The sample consisted of 30 participants, 16 women and 14 men, with an average age of 37.5 (standard deviation) (13.2) years (range = 19–59) and a schooling age of 14.2 (3.6) years (range = 9–19). About 73.3% of the sample had undergraduate or graduate studies. With an average body mass index of 24.29 (3.59), participants reported consuming an average of 0.30 (0.55) alcoholic drinks per day and 0.52 (0.84) cups of coffee per day. The clinical scales indicated a high mean severity, both in the MDD (21.8 (5.4)) and in the CI (20.6 (3.8)). All variables exhibited skewness less than ±2, except for the TMT part B variable, which had a skewness = 3.83. This variable was transformed using natural logarithm (skewness = 1.19).

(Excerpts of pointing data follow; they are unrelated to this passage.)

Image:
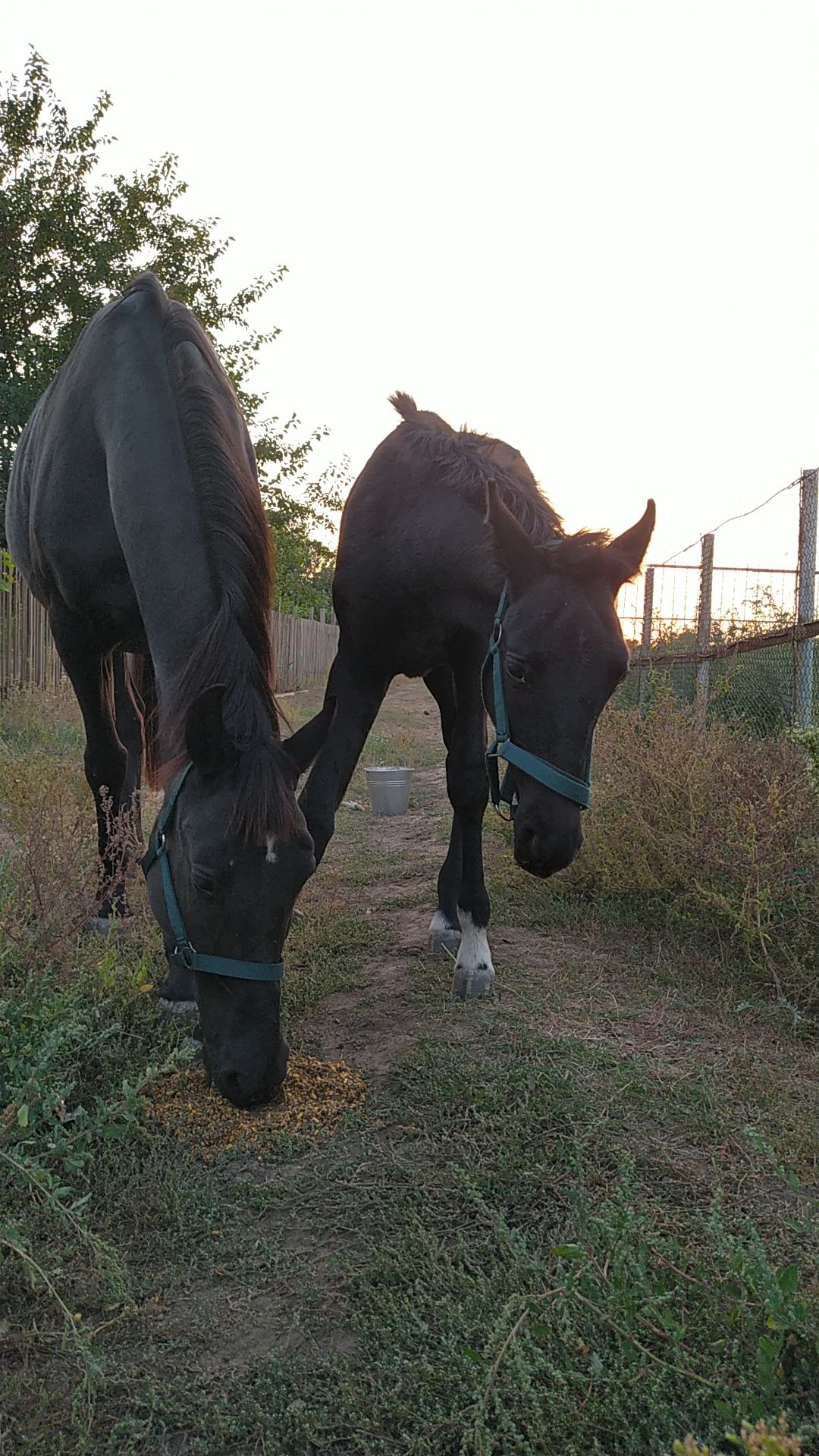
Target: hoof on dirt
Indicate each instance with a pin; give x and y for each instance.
(104, 925)
(471, 984)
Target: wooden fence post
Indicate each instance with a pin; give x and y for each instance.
(704, 625)
(646, 644)
(806, 599)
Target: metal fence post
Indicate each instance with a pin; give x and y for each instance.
(806, 599)
(646, 644)
(704, 623)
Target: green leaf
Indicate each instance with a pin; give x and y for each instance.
(787, 1279)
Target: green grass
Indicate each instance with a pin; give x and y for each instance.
(579, 1220)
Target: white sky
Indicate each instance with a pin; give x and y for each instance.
(586, 228)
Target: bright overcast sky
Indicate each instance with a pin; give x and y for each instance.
(586, 228)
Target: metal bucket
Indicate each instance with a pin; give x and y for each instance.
(390, 789)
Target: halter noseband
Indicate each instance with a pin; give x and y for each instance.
(564, 783)
(183, 952)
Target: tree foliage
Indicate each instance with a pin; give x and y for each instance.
(71, 239)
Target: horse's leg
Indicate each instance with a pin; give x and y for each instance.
(105, 758)
(130, 733)
(468, 792)
(357, 701)
(445, 929)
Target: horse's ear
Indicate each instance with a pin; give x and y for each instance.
(303, 745)
(206, 736)
(516, 554)
(624, 555)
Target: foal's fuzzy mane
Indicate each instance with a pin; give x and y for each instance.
(469, 462)
(235, 651)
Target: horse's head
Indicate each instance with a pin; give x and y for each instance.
(235, 894)
(561, 655)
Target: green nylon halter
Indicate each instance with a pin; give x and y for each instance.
(564, 783)
(183, 952)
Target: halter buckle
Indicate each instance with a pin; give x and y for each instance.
(184, 954)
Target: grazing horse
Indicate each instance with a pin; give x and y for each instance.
(134, 516)
(445, 544)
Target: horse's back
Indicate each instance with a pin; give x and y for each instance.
(101, 479)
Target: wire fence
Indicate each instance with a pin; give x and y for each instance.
(733, 639)
(303, 647)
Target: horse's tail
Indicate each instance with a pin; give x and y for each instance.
(142, 683)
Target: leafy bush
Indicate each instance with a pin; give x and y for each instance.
(716, 829)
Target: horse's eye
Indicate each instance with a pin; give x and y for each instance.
(516, 669)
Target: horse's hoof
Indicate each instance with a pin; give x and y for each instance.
(472, 984)
(444, 937)
(178, 1012)
(105, 925)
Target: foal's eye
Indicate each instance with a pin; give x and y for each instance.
(516, 669)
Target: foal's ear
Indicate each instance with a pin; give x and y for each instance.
(516, 554)
(624, 555)
(303, 745)
(206, 736)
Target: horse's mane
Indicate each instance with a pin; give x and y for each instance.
(235, 651)
(469, 460)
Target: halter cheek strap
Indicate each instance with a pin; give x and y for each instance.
(539, 769)
(184, 952)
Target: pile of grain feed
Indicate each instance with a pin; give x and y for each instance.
(315, 1095)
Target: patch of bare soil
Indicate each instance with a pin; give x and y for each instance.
(234, 1326)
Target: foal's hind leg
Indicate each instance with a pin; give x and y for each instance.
(105, 758)
(445, 929)
(130, 733)
(357, 701)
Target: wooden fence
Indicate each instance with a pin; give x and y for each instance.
(305, 648)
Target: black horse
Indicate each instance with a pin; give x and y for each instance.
(436, 525)
(134, 516)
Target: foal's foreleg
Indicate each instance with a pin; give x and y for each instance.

PSG and neuropsychological characteristics

All participants exhibited an apnea–hypopnea index (AHI) of 1.20 (1.26) and a periodic limb movement index (PLM) of 6.55 (7.90), within normal ranges on the first night. 32 Table 1 presents the PSG parameters of the second night as well as the scores of the cognitive variables. The percentage of the sample exhibiting CF difficulties falling below the first standard deviation was 20% for the word list memory test in the learning subtest and 16.6% in recall. Twenty percentage showed poor performance in the sustained and divided attention test (D2), while only 6.6% in the Letter–Number Sequencing Test, as well as 23.3% in the TMT-A and 16.6% in part B.

Table 1. PSG and Nneuropsychological Characteristics of the Sample

Abbreviations: REM, rapid eye movements; TST, total sleep time; WASO, wake after sleep onset.

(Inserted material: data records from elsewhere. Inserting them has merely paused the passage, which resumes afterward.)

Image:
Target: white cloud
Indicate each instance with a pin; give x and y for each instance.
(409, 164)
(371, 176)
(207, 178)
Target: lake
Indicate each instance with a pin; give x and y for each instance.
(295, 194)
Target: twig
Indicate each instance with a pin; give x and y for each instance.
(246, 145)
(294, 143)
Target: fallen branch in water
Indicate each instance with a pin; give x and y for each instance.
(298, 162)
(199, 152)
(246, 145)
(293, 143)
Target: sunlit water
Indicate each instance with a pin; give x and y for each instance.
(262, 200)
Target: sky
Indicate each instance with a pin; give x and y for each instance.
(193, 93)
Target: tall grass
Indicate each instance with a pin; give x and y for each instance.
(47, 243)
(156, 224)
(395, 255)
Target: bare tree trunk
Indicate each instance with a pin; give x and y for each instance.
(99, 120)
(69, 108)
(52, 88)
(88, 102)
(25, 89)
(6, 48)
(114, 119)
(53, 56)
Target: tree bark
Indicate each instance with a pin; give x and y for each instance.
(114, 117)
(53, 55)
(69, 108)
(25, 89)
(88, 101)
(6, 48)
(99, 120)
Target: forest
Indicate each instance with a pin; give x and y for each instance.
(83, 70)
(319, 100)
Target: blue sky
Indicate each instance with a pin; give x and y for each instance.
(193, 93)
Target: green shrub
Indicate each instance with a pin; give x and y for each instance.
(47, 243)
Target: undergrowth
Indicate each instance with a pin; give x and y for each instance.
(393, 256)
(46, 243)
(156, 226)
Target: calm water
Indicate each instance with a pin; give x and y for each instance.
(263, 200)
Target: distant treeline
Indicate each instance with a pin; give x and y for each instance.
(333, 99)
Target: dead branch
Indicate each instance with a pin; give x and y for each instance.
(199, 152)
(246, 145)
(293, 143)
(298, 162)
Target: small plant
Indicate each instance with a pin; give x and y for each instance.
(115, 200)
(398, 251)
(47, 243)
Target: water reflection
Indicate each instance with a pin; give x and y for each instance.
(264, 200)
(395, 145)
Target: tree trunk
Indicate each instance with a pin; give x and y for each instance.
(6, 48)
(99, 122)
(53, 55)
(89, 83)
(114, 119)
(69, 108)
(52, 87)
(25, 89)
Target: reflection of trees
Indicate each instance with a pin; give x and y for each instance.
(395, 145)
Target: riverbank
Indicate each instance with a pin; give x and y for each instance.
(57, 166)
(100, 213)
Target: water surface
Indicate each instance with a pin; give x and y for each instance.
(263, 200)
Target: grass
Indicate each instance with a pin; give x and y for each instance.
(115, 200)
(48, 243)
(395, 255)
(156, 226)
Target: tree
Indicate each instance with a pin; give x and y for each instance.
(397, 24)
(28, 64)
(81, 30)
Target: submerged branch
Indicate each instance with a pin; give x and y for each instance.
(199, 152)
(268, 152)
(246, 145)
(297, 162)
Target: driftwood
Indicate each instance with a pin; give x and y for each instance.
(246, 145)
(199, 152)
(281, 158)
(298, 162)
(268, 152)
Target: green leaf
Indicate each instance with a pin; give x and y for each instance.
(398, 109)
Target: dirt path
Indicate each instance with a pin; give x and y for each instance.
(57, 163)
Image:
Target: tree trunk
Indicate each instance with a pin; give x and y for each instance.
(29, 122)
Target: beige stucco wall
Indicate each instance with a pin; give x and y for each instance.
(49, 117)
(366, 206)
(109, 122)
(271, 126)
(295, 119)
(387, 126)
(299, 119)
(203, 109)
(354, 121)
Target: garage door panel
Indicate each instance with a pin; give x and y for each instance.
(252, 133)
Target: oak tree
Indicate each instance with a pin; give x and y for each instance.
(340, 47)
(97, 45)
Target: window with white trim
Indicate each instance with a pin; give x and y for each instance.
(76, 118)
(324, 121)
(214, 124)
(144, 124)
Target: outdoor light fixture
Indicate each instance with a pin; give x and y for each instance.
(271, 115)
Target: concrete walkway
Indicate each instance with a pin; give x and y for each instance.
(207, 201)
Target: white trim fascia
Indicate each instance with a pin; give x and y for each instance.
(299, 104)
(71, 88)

a Raw scores of the neuropsychological tests.

b For the learning section of the memory test, the average of the three trials was used.

PSG factors associated with CF

Episodic memory

All the analyses between the PSG parameters and each of the cognitive variables are detailed in Table 2. In the learning subtest, it was observed that only TST showed a significant positive association with the number of words learned. Meanwhile, for the recall subtest, TST exhibited a positive association, while WASO showed a negative association with word recall. The dispersion of these associations is shown in Figure 2.

Table 2. Association between PSG Parameters and Cognitive Function

Note: All variables adjusted for age and schooling, *significant p values following the Benjamini–Hochberg procedure for controlling the false discovery rate.

Abbreviations: TMT, Trail Making Test; TST, total sleep time; SE, sleep efficiency; SWS, slow-wave sleep; WASO, wake after sleep onset.

a Log-transformed variable, B = unstandardized coefficients, B = standardized coefficients.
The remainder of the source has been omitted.